JazzHR
2017-2021
JazzHR makes recruiting software for small-to-medium businesses. During my time at Jazz, I was a UX “team of one,” collaborating with two or three PMs and dev teams in any given week. This was my first real gig, and I got to ship a lot of stuff. Shortly after I moved on, JazzHR was acquired by Jobvite, an enteprise sort-of-competitor, forming Employ Inc.
Custom Reporting
JazzHR’s old custom reporting system was… busted. It let you build queries that didn’t actually run, and I still lie awake at night, trying to figure out the confusing UI.
After some internal discovery, support and usage data analysis, and a review of my past reporting-related research, the solution was clear: nuke Custom Reporting and start over. So that’s what we did.
We were able to borrow some UX patterns from my past work on our main Candidate List and extend them to include capabilities like report sharing and improved filtering. We ran a beta and spent some time with those users, which uncovered another reporting use case that we were able to accommodate in our Workflow Reporting system.
A mid-fi concept with streamlined navigation between reports.
Early wireframes for report sharing. In the old system, you couldn’t
make a report in JazzHR and let another user see it. As you can imagine... folks wanted this.
Now, JazzHR users can get all of their candidate and job data out of JazzHR with ease — no more workarounds.
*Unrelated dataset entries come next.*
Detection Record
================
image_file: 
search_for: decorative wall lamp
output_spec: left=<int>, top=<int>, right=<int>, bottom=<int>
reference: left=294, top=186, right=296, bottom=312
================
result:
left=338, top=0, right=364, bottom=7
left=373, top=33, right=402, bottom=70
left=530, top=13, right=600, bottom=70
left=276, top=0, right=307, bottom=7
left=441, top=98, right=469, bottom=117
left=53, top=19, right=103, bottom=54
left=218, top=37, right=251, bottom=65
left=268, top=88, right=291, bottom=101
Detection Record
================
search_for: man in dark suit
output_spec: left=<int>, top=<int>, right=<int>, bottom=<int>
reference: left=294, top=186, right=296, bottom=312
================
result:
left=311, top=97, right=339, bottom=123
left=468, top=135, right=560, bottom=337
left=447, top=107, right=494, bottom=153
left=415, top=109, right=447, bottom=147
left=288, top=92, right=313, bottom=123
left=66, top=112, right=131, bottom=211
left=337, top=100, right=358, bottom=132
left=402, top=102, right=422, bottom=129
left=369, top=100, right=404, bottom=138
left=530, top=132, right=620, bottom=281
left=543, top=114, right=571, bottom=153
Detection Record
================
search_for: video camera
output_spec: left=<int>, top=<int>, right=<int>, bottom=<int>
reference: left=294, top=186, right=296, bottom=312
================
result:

A couple months after release, the project had exceeded our projected business case and reduced reporting-related cancellations to zero.
Whitelabel
Early in 2019, our Partnerships team identified an opportunity to grow our business by offering a “whitelabeled” version of JazzHR. Some of our partners (and prospective partners) wanted the JazzHR UI to reflect their brand, and we discovered that a couple competitors had this capability.
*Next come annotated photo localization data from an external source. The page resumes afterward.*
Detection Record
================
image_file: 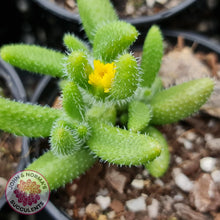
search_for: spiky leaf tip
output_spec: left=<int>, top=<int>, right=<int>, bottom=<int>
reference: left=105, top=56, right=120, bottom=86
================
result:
left=110, top=53, right=140, bottom=101
left=141, top=25, right=163, bottom=87
left=63, top=33, right=90, bottom=53
left=27, top=149, right=96, bottom=190
left=65, top=51, right=92, bottom=89
left=77, top=0, right=118, bottom=42
left=93, top=21, right=139, bottom=62
left=144, top=126, right=170, bottom=177
left=50, top=119, right=86, bottom=156
left=150, top=78, right=214, bottom=125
I worked closely with our engineering team to audit all the places in the app that our logo and brand colors show up. Honestly, it wasn’t as much as we expected — mostly the app header, buttons, and some UI related to JazzHR’s customizable workflows. Everything else was pretty neutral. Our brand also appeared in a ton of notification emails.
We were able to distill our brand info down to four colors and two forms of the logo (full-color and white). Long story short, we used CSS Custom Properties to comb through the app for any occurrence of those colors and make them controllable through a config file. Along the way, we knocked out a bit of visual design debt by reducing excess colors (goodbye, hot pink!) and creating a stronger “hierarchy” of button styles.
Part of my button audit that kicked off the Whitelabel project.
We also created a new email template framework, and reduced roughly a zillion unique emails down to a few templates. This was amazing, hard work from this sprint team — this was a slog, but we’ll never have to do it again.
This was a weird project because the “design” work was very subtle, and it was driven by business goals rather than user research. I suppose in this case our users were our partners, and we did spend a lot of time talking to them early on. Along the way I created a style guide document for prospective partners and recorded some feedback for possible iterations.
Last but not least, I also designed an internal tool to help our Partnerships team get more of these Whitelabel accounts up and running.